Selling has accelerated again, including a string of new contracts with South Florida condominiums and apartment communities for charging stations. Also recently, through a competitive process, OBE Power won and executed a grant agreement with the Florida Department of Environmental Protection to install EV fast charging stations in rest areas along the. I 75 Highway in the Naples region. Through the grant agreement, the agency will cover up to 75% of project costs.

What’s ahead? In the next few months, OBE Power is planning to resume fund-raising to fuel the expansion of charging assets as well as further development of its technologies platform. It sees fertile ground to expand beyond its home base in South Florida, to the rest of the state and the Southeast, where there are fewer charging stations than other areas of the country. OBE Power is in in conversations with dealers active in Texas, Georgia, and North Carolina.

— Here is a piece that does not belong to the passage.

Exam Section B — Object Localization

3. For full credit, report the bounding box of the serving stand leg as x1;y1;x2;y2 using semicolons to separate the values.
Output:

To date, the company has raised close to $2 million and has been pretty much doubling its network every year. When it closes its next round of equity and debt, Burgana believes it can go from its 200 charging points it has today to over 1,000 in the next 24 months. OBE Power recently announced that early-stage social impact-focused Verte OZ Fund joined its upcoming seed round.

But for Burgana, growing the company in Miami is special. “Miami is ground zero for sea level rise and we would like to make a statement. We need to start here, because our way of life will be affected. It is important to spread the message of the importance of reducing the footprint of transportation.”